Journey to Venus the Primeval World; Its Wonderful Creations and Gigantic Monsters is an 1895 science fiction novel written by Gustavus W. Pope. The book was a sequel to Pope’s novel of the previous year, Journey to Mars. The Venus volume features the same hero and heroine, Lt. Frederick Hamilton, USN, and his love interest the Martian princess Suhlamia. They travel to Venus on a Martian “ethervolt” spacecraft.
The publisher promoted the book as “full of exciting adventures, hairbreadth escapes, and perilous vicissitudes, among primeval monsters and semi-human creatures, the episodes following each other in such breathless succession that the interest of the reader never flags.”

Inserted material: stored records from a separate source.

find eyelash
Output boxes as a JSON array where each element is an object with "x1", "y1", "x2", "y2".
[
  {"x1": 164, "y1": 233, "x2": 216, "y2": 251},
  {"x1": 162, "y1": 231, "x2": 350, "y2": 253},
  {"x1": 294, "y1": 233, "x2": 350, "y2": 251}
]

Modern critics have noted the book largely for its depiction of giant dinosaur-like Venusian beasts. Pope’s pair of novels on Mars and Venus (volumes in a projected Romances of the Planets series that the author never continued) were precursors of popular planetary adventure novels of the twentieth century by Edgar Rice Burroughs, Otis Adelbert Kline, and other writers.
The original edition of Journey to Venus from Arena Publishing Co. featured sixteen illustrations by “Miss Fairfax and Mrs. McAuley.” The ensuing “paper-covered” edition reduced the illustrations to three. After the 1896 bankruptcy of Arena Publishing, Journey to Venus was reprinted in 1897 by the New York firm F. T. Neely, with the reduced number of three illustrations.
4 Replies to “What would you be reading in 1890?”
Don’t forget the utopian socialist -time travel novel published that same year “News From Nowhere” by William Morris!
We’ll have to look this up. Thanks!
“News From Nowhere” by William Morris – found here.
I’ve only had a chance to read the first three chapters, but the language is interesting. It gives a wonderful glimpse at the very different way writers wrote back in the mid-19th century.